# do i really HAVE to wear a mtb helmet...?



## GorillaTactics (Nov 12, 2006)

Yo guys,

I mostly hang out in the DJ/Park/Urban forum since it's my riding style of choice, but I recently picked up a Kona Dawg Primo at a retarded price-I thought it would be fun to get out on some trails other than the DJ kind. I definitely wear a helmet when I ride, my bucket of choice is just a basic skate/BMX lid. 

After going to the LBS and checking out some of the "mountain biking" helmets, I'm wondering if there's a reason I can't just wear my lid riding my AM bike-the MTB helmets are just so damn GOOFY looking. Plus they just feel kind of weird after wearing something so low profile for so long. 

Is there a MTB bucket any of you guys (or girls) recommend and love that fits comfortably and doesn't look like something Neil Armstrong would wear? Or can I just rock the skate lid on the trails?


----------



## Blaster1200 (Feb 20, 2004)

By all means, use the skate lid! In some cases, it may even offer better or worse protection.
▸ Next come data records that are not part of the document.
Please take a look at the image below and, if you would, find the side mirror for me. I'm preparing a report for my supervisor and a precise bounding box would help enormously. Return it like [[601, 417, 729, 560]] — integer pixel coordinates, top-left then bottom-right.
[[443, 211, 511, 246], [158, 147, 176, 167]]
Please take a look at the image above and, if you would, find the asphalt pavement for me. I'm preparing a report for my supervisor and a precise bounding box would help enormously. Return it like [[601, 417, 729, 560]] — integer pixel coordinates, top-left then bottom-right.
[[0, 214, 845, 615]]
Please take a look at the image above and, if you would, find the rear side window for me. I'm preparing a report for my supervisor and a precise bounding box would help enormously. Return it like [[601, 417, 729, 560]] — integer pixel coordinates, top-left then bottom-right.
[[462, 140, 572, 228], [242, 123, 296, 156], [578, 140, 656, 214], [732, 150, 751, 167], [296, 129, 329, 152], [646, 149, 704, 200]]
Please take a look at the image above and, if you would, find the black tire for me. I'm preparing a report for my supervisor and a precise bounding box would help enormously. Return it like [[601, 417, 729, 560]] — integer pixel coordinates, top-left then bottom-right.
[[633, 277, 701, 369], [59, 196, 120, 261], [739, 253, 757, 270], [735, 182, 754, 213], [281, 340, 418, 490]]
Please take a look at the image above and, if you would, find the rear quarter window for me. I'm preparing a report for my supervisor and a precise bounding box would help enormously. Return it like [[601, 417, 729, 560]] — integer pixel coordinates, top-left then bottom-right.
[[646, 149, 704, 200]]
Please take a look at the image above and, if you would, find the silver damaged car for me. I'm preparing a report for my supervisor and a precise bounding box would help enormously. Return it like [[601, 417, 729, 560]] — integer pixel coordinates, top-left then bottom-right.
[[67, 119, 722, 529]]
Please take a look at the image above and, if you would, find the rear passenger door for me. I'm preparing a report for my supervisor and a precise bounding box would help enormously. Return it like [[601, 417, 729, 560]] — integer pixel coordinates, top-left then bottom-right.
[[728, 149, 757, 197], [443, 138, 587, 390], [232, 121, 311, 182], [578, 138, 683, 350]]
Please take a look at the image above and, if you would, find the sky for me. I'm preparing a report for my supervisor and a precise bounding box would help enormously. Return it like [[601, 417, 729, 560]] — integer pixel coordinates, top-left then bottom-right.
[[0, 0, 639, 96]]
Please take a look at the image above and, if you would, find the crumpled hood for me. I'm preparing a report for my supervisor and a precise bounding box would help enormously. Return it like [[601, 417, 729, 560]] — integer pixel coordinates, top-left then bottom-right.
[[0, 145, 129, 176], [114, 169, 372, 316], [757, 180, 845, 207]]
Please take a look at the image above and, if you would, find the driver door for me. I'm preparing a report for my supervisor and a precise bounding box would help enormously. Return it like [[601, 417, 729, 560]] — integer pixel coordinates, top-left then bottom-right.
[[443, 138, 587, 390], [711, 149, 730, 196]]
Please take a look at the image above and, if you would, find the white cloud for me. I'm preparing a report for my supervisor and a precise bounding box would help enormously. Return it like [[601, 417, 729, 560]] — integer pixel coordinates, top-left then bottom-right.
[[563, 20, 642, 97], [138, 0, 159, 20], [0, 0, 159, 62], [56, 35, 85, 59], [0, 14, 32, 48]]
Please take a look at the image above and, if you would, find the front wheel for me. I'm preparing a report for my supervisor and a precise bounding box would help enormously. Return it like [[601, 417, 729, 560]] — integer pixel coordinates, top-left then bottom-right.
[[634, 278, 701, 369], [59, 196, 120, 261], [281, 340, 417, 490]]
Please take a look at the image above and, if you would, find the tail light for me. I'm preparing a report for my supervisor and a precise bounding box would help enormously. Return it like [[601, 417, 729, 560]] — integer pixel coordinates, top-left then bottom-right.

However, if you want the awesome ventilation that mtb helmets have to offer or you find yourself getting hot while climbing up hills, you'll see why mtb helmets are so cool :thumbsup:


----------



## shiggy (Dec 19, 1998)

Wear what you like. My favorite helmet is the Giro Semi and I am your basic XC/trail rider. I also use a Bell pi##-pot from time to time as well as a road/mtb model.


----------



## kapusta (Jan 17, 2004)

GorillaTactics said:


> Yo guys,
> 
> I mostly hang out in the DJ/Park/Urban forum since it's my riding style of choice, but I recently picked up a Kona Dawg Primo at a retarded price-I thought it would be fun to get out on some trails other than the DJ kind. I definitely wear a helmet when I ride, my bucket of choice is just a basic skate/BMX lid.
> 
> ...


I think it's mostly an issue of ventilation, and possibly weight. Otherwise, there is really ne reason not to use a skate lid if you like it.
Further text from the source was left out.